The Little Review (littlereview) wrote,
The Little Review

Poem for Thursday

Far Away
By Julia Hartwig
Translated by John and Bogdana Carpenter

She ran faster than tears
ran straight ahead
no boundary was in front of her
no one chased her
no one was racing against her
luminous space waited
to take her in its embrace


From In Praise of the Unfinished, translated from the Polish, published by Knopf. Published in "Absence, Opera, Beans, Dreams", a selection of verse from new collections from The Washington Post Book World's poetry issue the week of April 20th.

Adam had his final orchestra concert of the year this evening, so I had to get done on Wednesday the chores I didn't manage on Tuesday because my in-laws were coming for dinner. So I folded laundry while watching the first episodes of The Practice that William Shatner was on -- I never watched that show during its eight-year run, and it's so much fun to watch Alan fall in love with Denny that I don't know if I want to watch Alan before Denny, though I'm tempted just to get Alan's backstory (he shoots at targets and calls them "mother"?!). Paul brought home pizza for dinner, so we had that with his parents and looked at some family photos.

The concert was held at my high school in the refurbished auditorium -- apparently a pitch the keep the middle school's award-winning eighth grade orchestra students together in the school next fall. It was a terrific program; Adam's group, the intermediate orchestra, played a Korean folk tune, "Canyon Sunset," Brubaker's "El Toro", a Celtic fiddle arrangement, and the final movement of Beethoven's Fifth Symphony. The advanced orchestra (which has won lots of state and national awards) played Frescobaldi's "Toccata," Hofeldt's "The Gift," Brahms' "Hungarian Dance," "Colors of the Wind" from Pocahontas, the theme from The Godfather, and, as an encore, "Stand By Me."

The middle school music teacher conducts the intermediate orchestra.

The cellos, violas and second violins play together.

The advanced orchestra stands for bows and to present the music teacher with a scrapbook of their festival visits.

Remember how my kids' elementary school was being torn down?
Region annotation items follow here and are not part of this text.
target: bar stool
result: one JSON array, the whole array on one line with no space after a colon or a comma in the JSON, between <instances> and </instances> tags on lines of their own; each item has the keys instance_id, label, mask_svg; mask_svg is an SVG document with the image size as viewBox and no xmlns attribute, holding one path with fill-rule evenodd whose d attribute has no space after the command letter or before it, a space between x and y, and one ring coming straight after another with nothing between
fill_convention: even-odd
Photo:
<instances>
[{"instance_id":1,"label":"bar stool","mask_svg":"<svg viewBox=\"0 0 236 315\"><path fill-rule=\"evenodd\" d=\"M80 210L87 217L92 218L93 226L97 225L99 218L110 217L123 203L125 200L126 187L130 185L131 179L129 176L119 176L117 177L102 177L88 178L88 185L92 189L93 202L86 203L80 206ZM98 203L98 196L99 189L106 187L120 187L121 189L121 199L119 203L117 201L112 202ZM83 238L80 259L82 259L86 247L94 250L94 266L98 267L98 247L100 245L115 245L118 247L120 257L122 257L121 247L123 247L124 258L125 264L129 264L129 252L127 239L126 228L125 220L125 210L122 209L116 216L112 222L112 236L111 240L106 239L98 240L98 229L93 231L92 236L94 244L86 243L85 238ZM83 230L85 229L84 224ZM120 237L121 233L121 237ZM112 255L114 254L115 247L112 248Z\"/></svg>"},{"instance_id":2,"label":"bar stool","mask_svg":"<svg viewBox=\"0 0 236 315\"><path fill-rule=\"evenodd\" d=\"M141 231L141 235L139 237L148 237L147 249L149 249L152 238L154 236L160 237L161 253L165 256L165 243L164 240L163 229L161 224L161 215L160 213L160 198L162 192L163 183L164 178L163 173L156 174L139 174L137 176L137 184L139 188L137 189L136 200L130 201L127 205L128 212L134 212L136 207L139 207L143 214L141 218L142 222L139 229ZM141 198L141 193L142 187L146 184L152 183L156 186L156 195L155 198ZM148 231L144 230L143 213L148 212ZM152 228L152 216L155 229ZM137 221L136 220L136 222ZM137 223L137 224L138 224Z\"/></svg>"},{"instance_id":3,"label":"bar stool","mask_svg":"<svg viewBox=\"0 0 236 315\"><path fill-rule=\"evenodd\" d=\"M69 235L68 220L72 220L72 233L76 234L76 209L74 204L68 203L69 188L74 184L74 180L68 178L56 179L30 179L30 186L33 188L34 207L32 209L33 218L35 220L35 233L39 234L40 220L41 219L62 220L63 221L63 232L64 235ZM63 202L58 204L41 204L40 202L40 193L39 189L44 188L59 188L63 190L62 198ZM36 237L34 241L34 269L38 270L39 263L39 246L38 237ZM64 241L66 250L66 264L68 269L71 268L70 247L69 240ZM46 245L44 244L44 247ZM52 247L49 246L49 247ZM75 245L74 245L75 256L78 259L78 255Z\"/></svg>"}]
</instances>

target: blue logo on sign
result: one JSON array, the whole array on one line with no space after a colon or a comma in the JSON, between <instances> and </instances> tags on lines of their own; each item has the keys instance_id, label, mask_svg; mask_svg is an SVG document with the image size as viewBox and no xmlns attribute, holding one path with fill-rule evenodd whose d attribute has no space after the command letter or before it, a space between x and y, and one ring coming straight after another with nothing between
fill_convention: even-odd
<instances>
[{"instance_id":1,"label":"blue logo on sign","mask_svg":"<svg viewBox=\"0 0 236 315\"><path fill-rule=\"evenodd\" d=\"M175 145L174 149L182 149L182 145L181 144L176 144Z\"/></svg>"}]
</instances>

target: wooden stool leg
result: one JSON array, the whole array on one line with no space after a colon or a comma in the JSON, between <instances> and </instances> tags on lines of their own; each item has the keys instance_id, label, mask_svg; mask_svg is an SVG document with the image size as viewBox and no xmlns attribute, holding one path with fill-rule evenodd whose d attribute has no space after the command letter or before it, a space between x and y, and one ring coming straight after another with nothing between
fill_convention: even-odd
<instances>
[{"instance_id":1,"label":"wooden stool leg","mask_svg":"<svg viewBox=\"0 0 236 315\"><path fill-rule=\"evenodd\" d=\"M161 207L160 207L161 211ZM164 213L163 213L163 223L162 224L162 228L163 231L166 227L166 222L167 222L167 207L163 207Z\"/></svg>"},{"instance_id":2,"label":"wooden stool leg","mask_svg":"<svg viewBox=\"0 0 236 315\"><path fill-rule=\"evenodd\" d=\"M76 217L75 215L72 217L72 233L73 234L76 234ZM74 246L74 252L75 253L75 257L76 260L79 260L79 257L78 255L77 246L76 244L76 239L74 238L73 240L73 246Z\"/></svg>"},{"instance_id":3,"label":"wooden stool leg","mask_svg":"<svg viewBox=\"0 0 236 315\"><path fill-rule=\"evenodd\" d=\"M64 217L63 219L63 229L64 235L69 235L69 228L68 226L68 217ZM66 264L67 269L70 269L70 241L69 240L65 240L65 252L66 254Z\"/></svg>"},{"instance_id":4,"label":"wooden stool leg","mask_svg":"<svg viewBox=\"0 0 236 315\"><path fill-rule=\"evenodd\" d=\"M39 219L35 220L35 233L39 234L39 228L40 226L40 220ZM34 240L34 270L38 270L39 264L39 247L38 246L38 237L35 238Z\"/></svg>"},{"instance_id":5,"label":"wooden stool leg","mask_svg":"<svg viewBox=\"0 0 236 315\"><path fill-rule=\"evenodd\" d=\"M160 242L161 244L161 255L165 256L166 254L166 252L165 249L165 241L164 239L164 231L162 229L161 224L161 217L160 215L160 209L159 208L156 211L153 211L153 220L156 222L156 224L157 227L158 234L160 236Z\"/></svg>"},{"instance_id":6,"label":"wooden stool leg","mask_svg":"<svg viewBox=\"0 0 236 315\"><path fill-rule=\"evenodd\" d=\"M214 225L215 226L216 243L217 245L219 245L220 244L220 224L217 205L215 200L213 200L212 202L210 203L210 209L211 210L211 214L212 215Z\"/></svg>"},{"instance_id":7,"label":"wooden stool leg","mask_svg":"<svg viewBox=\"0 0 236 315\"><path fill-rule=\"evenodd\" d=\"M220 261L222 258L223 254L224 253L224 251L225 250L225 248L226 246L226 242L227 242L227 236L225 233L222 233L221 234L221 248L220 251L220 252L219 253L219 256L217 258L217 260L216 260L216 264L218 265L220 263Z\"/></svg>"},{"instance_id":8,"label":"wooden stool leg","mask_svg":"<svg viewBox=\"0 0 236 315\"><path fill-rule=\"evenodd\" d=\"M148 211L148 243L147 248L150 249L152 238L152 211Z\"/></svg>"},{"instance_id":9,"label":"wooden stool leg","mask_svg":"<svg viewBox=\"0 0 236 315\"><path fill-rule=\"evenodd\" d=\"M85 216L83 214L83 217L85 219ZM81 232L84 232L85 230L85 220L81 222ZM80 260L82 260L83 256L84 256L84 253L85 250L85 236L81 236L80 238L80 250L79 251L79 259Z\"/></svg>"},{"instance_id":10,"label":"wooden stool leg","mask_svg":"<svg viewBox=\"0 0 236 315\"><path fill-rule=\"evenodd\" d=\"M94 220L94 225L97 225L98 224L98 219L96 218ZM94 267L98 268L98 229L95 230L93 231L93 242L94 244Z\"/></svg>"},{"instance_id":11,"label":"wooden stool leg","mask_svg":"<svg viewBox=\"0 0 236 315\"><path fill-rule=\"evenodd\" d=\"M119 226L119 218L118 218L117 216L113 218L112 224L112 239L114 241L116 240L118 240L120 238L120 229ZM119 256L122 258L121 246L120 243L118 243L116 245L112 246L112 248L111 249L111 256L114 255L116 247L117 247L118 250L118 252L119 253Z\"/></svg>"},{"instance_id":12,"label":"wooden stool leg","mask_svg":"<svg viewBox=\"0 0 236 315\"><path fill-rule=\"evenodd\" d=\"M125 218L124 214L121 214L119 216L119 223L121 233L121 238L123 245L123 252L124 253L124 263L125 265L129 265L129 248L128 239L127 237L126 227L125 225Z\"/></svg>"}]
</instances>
Now it's being rebuilt.

I'd hate to live any closer to the construction site -- we already get a lot of the dust -- but it's neat to see the structure's beams go up.

Here are three residents who couldn't care about the concerts or the school rebuilding.

In general, the violin only interests them if they can chew on the bow, which they are not allowed to do, and outside noises are only worth checking out if they might be a squirrel, chipmunk, mouse, moth or fellow cat.

As if we needed another reason not to mourn Elliot Spitzer, New York Governor David A. Paterson is telling New York agencies to recognize same-sex marriages performed in other jurisdictions. I am a tiny bit nervous that the anti-gay-marriage coalitions could get something on the ballot by November and bring out the conservative crowds who otherwise wouldn't bother to turn out to vote for McCain -- someone please tell me that that is not possible in New York or California at this late date!